The Highest Court in the United Kingdom has taken the final decision in the AGASSI case (Agassi (Respondent) v. Robinson (Her Majesty’s Inspector of Taxes) (Appellant), Session 2005-06 UKHL 23).
At first instance the Inland Revenue had won its case, in first appeal Agassi succeeded but now the House of Lords have by majority vote (4 to 1)held against Agassi.
The facts of the case are rather straightforward: Agassi received substantial sponsorship amounts from companies (Nike and HEAD) which were not based in the United Kingdom. The payments were made to his company, which was resident in the United States. Hence the payments never entered into or through the UK territory. The UK Inland Revenue claimed an amount of UK tax on the share of these sponsorship payments that was proportionate to the fact that Agassi participated in inter alia the Wimbledon tournament. The amount claimed was in the order of USD 51,000.
The main argument of the (4 to 1 majority of the) House of Lords appears to be that ?? if Mr.

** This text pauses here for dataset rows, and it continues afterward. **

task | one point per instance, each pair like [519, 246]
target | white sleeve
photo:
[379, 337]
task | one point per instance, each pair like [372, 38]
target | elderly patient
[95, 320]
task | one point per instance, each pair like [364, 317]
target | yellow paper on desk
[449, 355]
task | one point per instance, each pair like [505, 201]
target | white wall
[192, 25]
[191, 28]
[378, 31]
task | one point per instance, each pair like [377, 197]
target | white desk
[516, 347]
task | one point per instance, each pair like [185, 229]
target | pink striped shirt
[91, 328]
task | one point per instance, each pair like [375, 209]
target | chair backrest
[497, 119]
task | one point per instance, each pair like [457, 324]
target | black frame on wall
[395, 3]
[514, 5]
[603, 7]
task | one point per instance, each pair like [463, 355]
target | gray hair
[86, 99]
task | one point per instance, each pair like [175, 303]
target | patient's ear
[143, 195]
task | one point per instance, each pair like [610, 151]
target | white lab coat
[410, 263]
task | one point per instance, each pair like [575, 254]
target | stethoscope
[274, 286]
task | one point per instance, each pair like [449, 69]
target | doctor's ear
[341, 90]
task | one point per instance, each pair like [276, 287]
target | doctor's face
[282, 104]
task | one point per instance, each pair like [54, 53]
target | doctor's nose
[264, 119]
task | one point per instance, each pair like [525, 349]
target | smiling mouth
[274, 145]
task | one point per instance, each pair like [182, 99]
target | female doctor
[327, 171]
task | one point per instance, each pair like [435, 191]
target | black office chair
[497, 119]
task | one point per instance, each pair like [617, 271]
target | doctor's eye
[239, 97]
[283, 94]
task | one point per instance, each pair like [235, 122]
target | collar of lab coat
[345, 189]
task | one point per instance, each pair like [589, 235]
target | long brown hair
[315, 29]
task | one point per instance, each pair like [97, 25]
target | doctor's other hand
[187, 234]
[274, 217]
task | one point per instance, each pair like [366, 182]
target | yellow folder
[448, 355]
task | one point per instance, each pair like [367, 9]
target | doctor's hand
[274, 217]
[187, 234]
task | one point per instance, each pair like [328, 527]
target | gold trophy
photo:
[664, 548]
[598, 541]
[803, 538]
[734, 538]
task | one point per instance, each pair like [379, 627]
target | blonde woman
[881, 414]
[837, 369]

Agassi is right, the ease with which the tax liability imposed by section 556 could be avoided simply by ensuring that the potentially taxable payments were made by foreign entities with no residence or trading presence in this country would render payment of the tax to all intents voluntary. That cannot, in my opinion, have been Parliament?s intention? (of including Sec. 555 and 556, added by RB).?
After this decision, the UK Inland Revenue does not have to make refunds to artists and athletes who had paid tax on the basis of similar fact patterns (for an amount said to be in the region of 500 million GBP).
Sponsors and professional athletes and sportsmen do still have to take good notice of their UK tax obligations that follow from payments and income that is related to, or attributable to, performances in the United Kingdom.
As for Mr. Agassi, in order to avoid international double taxation, the US tax authorities (Internal Revenue Service) must now accept that the UK tax due may indeed be levied by the UK under the tax treaty concluded between the United States and the United Kingdom. If the IRS would not accept this, a mutual agreement procedure may have to be started to resolve this issue.